Creating a cost-effective Big Data strategy

Photo: Bud AlbersPhoto: Scott ThompsonPhoto: Matt EstesDisney's Bud Albers, Scott Thompson, and Matt Estes outline an agile approach that leverages open-source and cloud technologies.

Interview conducted by Galen Gruman and Alan Morrison

Bud Albers joined what is now the Disney Technology Shared Services Group two years ago as executive vice president and CTO. His management team includes Scott Thompson, vice president of architecture, and Matt Estes, principal data architect. The Technology Shared Services Group, located in Seattle, has a heritage dating back to the late 1990s, when Disney acquired Starwave and Infoseek.

The group supports all the Disney businesses ($38 billion in annual revenue), managing the company’s portfolio of Web properties. These include properties for the studio, store, and park; ESPN; ABC; and a number of local television stations in major cities.

In this interview, Albers, Thompson, and Estes discuss how they’re expanding Disney’s Web data analysis footprint without incurring additional cost by implementing a Hadoop cluster.

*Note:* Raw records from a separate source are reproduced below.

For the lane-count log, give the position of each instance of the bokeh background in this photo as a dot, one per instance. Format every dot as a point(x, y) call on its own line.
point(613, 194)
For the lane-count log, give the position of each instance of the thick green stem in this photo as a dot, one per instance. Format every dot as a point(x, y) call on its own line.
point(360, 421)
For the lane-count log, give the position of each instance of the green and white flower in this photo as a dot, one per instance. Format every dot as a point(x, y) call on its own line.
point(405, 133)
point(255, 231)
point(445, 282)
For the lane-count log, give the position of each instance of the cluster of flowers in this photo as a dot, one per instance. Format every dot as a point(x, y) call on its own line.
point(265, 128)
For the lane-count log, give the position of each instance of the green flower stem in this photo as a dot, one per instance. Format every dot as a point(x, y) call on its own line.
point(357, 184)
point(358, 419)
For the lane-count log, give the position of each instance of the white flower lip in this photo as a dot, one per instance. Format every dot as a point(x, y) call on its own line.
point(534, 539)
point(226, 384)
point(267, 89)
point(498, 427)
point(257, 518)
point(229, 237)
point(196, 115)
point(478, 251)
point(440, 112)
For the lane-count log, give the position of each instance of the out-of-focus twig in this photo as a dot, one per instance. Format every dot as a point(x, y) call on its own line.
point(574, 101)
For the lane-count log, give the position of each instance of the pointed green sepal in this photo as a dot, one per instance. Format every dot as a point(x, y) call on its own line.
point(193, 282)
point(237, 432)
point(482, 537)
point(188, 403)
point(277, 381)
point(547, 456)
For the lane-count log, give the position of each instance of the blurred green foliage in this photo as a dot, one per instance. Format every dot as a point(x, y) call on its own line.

Albers and team freed up budget for this cluster by virtualizing servers and eliminating other redundancies.


PwC: Disney is such a diverse company, and yet there clearly is lots of potential for synergies and cross-fertilization. How do you approach these opportunities from a data perspective?

BA: We try and understand the best way to work with and to provide services to the consumer in the long term. We have some businesses that are very data intensive, and then we have some that are less so because of their consumer audience. One of the challenges always is how to serve both kinds of businesses and do so in ways that make sense. The sell-to relationships extend from the studio out to the distribution groups and the theater chains. If you’re selling to millions, you’re trying to understand the different audiences and how they connect.

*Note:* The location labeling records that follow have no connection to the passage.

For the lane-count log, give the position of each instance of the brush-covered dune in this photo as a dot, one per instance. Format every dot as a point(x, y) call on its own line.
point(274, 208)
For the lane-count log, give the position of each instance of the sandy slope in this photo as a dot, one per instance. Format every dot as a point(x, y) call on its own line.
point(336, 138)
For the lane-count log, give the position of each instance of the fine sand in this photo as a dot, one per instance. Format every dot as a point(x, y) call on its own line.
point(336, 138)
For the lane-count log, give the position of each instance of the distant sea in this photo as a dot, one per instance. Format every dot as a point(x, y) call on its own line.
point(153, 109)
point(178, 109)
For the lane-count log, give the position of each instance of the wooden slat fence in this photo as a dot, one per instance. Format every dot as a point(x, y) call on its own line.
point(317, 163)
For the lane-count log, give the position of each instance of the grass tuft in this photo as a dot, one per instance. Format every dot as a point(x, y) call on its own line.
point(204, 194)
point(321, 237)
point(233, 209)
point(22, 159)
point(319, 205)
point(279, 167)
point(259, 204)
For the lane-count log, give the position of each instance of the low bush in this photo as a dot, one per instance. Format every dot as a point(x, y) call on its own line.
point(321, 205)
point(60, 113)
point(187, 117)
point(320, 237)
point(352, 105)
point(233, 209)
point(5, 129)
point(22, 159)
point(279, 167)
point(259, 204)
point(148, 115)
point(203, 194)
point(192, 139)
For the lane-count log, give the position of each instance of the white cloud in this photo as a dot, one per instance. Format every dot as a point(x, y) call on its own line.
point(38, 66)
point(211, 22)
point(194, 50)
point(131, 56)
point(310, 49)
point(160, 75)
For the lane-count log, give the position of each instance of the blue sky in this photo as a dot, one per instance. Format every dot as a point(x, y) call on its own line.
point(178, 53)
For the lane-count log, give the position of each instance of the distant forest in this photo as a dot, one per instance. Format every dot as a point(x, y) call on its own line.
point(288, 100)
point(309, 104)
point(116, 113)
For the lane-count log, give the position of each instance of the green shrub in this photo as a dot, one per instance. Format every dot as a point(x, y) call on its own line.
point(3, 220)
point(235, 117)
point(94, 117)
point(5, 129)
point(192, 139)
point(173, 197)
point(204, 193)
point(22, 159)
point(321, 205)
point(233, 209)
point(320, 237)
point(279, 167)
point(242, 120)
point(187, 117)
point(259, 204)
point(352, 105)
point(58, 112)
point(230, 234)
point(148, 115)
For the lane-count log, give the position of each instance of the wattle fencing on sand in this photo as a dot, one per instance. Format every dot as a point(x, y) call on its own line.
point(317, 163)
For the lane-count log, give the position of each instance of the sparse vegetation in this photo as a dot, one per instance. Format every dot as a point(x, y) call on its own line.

One of the things I’ve been telling my folks from a data perspective is that you don’t send terabytes one way to be mated with a spreadsheet on the other side, right? We’re thinking through those kinds of pieces and trying to figure out how we move down a path. The net is that working with all these businesses gives us a diverse set of requirements, as you might imagine. We’re trying to stay ahead of where all the businesses are.

In that respect, the questions I’m asking are, how do we get more agile, and how do we do it in a way that handles all the data we have? We must consider all of the new form factors being developed, all of which will generate lots of data. A big question is, how do we handle this data in a way that makes cost sense for the business and provides us an increased level of agility?

We hope to do in other areas what we’ve done with content distribution networks [CDNs]. We’ve had a tremendous amount of success with the CDN marketplace by standardizing, by staying in the middle of the road and not going to Akamai proprietary extensions, and by creating a dynamic marketplace. If we get a new episode of Lost, we can start streaming it, and I can be streaming 80 percent on Akamai and 20 percent on Level 3. Then we can decide we’re going to turn it back, and I’m going to give 80 percent to Limelight and 20 percent to Level 3. We can do that dynamically.